以下では、男性/女性×強者/弱者の4つのカテゴリーのパワーバランスの順位のモデルを提案し、関連する言説の類型化を試みたいと思う。それは強者>弱者という力関係は変わらないにせよ、強者と弱者それぞれを細かく見ていくと、強者と弱者それぞれの世界で男女の生きやすさが反転しているのではないかという着想に基づいている。
1. 上には行けないが最低限を保証された女性⇔上に行くチャンスが女性に比べて多いが落ちぶれるとケアを失って露頭に迷う男性
一つ目のモデルが「上には行けないが最低限を保証された女性⇔上に行くチャンスが女性に比べて多いが落ちぶれるとケアを失って露頭に迷う男性」という構図である。
生きやすい順に、
強者男性
強者女性
弱者女性
弱者男性
ということである。
つまり、男性がハイリスクハイリターン、女性がローリスクローリターンな人生を強いられているという構図である。

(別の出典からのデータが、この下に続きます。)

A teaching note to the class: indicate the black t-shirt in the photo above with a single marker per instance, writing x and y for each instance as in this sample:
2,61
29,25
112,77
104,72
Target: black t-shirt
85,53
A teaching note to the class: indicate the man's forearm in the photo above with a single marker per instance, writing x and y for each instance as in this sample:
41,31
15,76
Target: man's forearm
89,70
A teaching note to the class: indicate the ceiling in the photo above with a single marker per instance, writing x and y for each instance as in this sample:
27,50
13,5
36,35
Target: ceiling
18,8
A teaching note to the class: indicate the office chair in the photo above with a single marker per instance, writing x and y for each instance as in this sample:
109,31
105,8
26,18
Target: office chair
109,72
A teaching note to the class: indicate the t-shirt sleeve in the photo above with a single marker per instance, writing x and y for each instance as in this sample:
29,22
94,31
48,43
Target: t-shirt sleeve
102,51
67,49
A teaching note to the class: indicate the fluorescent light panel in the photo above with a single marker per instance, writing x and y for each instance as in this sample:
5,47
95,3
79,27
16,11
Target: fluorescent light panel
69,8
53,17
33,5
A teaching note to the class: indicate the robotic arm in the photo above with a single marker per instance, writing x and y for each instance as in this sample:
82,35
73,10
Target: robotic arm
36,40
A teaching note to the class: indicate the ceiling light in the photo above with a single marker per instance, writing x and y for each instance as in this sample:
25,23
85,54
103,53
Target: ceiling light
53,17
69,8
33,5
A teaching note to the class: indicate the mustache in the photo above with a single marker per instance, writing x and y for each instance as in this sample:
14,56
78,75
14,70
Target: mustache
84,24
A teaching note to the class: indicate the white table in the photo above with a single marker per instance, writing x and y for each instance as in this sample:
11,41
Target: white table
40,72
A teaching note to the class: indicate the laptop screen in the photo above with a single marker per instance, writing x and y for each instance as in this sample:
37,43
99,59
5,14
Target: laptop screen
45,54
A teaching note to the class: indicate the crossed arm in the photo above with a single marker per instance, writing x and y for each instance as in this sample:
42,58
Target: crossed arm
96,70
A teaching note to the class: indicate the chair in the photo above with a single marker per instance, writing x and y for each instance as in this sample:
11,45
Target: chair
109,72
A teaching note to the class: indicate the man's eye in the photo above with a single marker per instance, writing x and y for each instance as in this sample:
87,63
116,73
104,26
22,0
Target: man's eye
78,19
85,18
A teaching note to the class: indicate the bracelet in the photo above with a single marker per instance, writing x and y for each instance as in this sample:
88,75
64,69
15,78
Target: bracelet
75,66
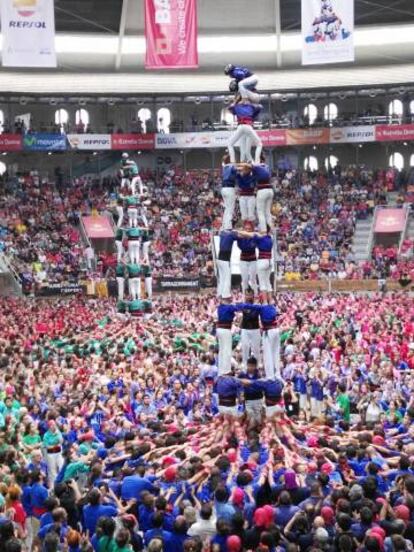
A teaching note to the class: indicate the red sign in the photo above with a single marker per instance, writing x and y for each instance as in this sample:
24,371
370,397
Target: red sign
275,137
133,141
171,34
10,142
390,220
98,227
388,133
307,136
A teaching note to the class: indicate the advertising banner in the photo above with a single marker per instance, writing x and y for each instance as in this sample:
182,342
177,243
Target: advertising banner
389,133
389,221
171,34
39,141
349,135
178,284
276,137
98,227
133,141
185,140
10,142
307,136
327,31
91,142
28,29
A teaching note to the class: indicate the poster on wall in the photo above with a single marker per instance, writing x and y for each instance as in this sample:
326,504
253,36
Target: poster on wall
327,31
28,30
171,34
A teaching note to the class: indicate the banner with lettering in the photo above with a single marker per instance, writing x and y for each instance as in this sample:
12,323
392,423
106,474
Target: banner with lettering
327,31
28,29
171,34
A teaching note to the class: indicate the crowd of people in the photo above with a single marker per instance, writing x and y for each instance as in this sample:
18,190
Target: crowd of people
315,215
110,437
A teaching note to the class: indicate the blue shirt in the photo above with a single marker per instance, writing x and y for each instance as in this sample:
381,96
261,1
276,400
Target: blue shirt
268,314
246,182
246,111
264,243
228,387
228,175
239,73
261,173
226,241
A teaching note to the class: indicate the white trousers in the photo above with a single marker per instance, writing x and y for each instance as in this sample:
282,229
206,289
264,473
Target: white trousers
120,212
245,86
134,286
136,181
264,199
119,250
54,465
133,251
224,279
264,269
148,286
271,353
248,275
121,287
246,137
247,207
132,217
229,199
250,344
224,338
145,251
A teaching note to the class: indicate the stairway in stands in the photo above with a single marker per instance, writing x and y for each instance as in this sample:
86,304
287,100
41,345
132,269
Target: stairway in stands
361,239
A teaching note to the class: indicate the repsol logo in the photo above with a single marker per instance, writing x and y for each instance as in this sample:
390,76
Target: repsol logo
162,12
27,24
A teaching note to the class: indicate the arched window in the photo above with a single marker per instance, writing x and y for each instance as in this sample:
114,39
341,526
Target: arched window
226,117
144,115
310,163
397,161
164,120
311,113
330,112
331,162
396,108
82,118
61,118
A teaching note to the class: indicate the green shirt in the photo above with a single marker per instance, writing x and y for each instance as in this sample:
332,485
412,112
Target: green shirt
52,439
75,468
31,439
344,404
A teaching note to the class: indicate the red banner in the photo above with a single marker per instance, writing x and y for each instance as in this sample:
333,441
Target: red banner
10,142
388,133
133,141
307,136
98,227
275,137
171,34
390,220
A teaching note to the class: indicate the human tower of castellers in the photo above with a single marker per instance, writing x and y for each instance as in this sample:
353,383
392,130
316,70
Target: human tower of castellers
254,391
132,241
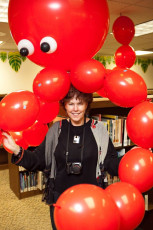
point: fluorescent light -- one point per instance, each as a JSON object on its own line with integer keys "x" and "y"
{"x": 144, "y": 28}
{"x": 141, "y": 52}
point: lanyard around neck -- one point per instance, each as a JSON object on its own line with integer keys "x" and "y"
{"x": 67, "y": 144}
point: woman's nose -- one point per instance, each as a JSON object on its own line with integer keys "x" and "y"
{"x": 75, "y": 107}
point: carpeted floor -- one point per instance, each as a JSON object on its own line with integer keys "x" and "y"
{"x": 25, "y": 214}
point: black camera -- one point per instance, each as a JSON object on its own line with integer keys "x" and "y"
{"x": 73, "y": 167}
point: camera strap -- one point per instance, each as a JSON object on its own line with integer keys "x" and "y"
{"x": 67, "y": 144}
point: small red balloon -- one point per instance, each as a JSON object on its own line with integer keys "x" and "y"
{"x": 102, "y": 92}
{"x": 136, "y": 168}
{"x": 48, "y": 111}
{"x": 18, "y": 111}
{"x": 123, "y": 30}
{"x": 88, "y": 76}
{"x": 1, "y": 137}
{"x": 86, "y": 206}
{"x": 125, "y": 56}
{"x": 130, "y": 203}
{"x": 51, "y": 85}
{"x": 35, "y": 134}
{"x": 125, "y": 88}
{"x": 140, "y": 124}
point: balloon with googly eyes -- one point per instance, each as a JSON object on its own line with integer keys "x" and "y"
{"x": 58, "y": 32}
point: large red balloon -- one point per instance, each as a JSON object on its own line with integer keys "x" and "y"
{"x": 123, "y": 30}
{"x": 140, "y": 124}
{"x": 18, "y": 111}
{"x": 35, "y": 134}
{"x": 19, "y": 140}
{"x": 136, "y": 168}
{"x": 51, "y": 84}
{"x": 125, "y": 56}
{"x": 74, "y": 30}
{"x": 88, "y": 76}
{"x": 125, "y": 88}
{"x": 48, "y": 111}
{"x": 130, "y": 203}
{"x": 86, "y": 206}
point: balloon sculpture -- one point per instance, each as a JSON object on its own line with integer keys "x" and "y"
{"x": 63, "y": 36}
{"x": 88, "y": 207}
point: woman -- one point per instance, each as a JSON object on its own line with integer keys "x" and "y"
{"x": 74, "y": 151}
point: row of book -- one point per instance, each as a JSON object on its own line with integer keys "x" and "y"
{"x": 116, "y": 127}
{"x": 31, "y": 180}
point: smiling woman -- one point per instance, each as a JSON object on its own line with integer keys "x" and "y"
{"x": 76, "y": 104}
{"x": 75, "y": 151}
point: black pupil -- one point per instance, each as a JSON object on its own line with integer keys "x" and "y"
{"x": 24, "y": 51}
{"x": 45, "y": 47}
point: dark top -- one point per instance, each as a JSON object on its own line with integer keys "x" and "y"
{"x": 35, "y": 160}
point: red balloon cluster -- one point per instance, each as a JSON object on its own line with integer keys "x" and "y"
{"x": 123, "y": 31}
{"x": 125, "y": 56}
{"x": 125, "y": 88}
{"x": 18, "y": 111}
{"x": 130, "y": 203}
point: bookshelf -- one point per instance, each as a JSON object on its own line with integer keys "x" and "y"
{"x": 14, "y": 179}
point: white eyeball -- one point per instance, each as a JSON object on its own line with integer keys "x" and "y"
{"x": 48, "y": 45}
{"x": 25, "y": 47}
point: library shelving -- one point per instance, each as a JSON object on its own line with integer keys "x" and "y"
{"x": 15, "y": 184}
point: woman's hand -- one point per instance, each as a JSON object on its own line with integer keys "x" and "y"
{"x": 9, "y": 143}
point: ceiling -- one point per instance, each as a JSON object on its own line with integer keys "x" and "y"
{"x": 138, "y": 10}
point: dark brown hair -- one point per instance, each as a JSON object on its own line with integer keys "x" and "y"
{"x": 87, "y": 97}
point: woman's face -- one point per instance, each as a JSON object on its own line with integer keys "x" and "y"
{"x": 76, "y": 109}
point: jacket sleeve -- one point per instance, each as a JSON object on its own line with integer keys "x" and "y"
{"x": 111, "y": 161}
{"x": 31, "y": 160}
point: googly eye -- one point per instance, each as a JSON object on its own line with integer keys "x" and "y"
{"x": 25, "y": 47}
{"x": 48, "y": 45}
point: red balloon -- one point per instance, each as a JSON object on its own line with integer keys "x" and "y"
{"x": 19, "y": 140}
{"x": 102, "y": 92}
{"x": 130, "y": 203}
{"x": 140, "y": 124}
{"x": 35, "y": 134}
{"x": 123, "y": 30}
{"x": 18, "y": 111}
{"x": 125, "y": 56}
{"x": 74, "y": 30}
{"x": 136, "y": 168}
{"x": 86, "y": 206}
{"x": 1, "y": 137}
{"x": 125, "y": 88}
{"x": 51, "y": 85}
{"x": 88, "y": 76}
{"x": 48, "y": 111}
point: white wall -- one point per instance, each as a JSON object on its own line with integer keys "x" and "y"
{"x": 23, "y": 79}
{"x": 148, "y": 76}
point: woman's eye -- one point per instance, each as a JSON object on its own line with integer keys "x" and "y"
{"x": 48, "y": 45}
{"x": 25, "y": 47}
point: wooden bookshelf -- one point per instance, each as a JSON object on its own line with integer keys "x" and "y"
{"x": 14, "y": 180}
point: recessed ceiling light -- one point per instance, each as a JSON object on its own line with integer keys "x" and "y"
{"x": 141, "y": 52}
{"x": 2, "y": 34}
{"x": 144, "y": 28}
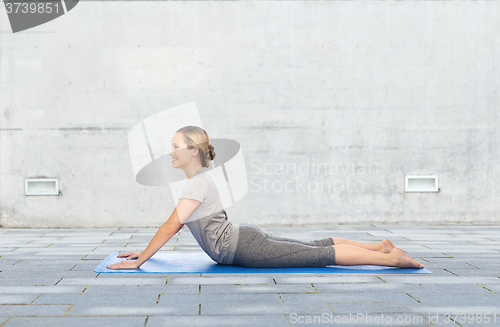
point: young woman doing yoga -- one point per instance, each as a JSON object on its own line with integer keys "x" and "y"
{"x": 200, "y": 208}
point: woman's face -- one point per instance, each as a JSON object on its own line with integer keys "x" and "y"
{"x": 181, "y": 155}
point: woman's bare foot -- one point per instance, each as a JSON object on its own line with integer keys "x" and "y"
{"x": 386, "y": 246}
{"x": 402, "y": 260}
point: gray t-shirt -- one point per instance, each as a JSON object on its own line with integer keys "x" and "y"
{"x": 209, "y": 223}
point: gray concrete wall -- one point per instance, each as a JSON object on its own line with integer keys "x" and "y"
{"x": 375, "y": 90}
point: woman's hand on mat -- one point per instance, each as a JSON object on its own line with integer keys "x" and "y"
{"x": 130, "y": 255}
{"x": 123, "y": 265}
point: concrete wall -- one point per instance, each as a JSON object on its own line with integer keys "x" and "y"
{"x": 375, "y": 90}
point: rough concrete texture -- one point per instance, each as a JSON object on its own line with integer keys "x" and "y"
{"x": 333, "y": 103}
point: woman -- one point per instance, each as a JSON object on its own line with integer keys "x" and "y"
{"x": 200, "y": 208}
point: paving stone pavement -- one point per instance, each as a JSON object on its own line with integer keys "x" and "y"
{"x": 47, "y": 279}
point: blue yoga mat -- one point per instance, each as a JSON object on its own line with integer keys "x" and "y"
{"x": 200, "y": 262}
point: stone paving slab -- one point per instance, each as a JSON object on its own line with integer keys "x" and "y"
{"x": 44, "y": 279}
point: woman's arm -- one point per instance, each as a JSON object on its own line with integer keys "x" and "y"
{"x": 183, "y": 210}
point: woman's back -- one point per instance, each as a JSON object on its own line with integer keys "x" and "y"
{"x": 209, "y": 223}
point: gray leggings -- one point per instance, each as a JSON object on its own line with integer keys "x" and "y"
{"x": 257, "y": 249}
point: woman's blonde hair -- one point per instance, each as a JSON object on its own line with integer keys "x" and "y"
{"x": 197, "y": 138}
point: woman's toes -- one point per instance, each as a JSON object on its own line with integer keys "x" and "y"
{"x": 404, "y": 261}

この上半分の構造のみを取り上げるのが、白人フェミニズムやエリート女性のフェミニズムである。
この下半分の構造のみを取り上げるのが、ステレオタイプ的な弱者男性言説である。
2. 身分が高いほどリベラルになり、仕事も家庭も選択肢があるが身分が低いと男性に従属しがちになっていく女性⇔身分が高いと上に行く以外の選択肢を狭められるが、身分が低くても女性を従属させる権利は保証された男性
二つ目のモデルが「身分が高いほどリベラルになり、仕事も家庭も選択肢があるが身分が低いと男性に従属しがちになっていく女性⇔身分が高いと上に行く以外の選択肢を狭められるが、身分が低くても女性を従属させる権利は保証された男性」という構図である。
生きやすい順に、
強者女性
強者男性
弱者男性
弱者女性
となる。
つまり、女性がハイリスクハイリターン、男性がローリスクローリターンな人生を強いられている。
この構図の上半分が見えていると、「○○の業界では男性より女性が優秀だ」、「エリートの世界の一部では男性より女性の方が生き残りやすい」という証言が出てくる。
この構図の下半分が見えていると、家父長権力規範の強い地方で収入の低い男性と一緒になってジェンダーロールに従って生きる女性や、ジェンダー規範による女性像に基づいたケアなどの価値を売りにして庇護を得ざるをえない女性の問題が出てくる。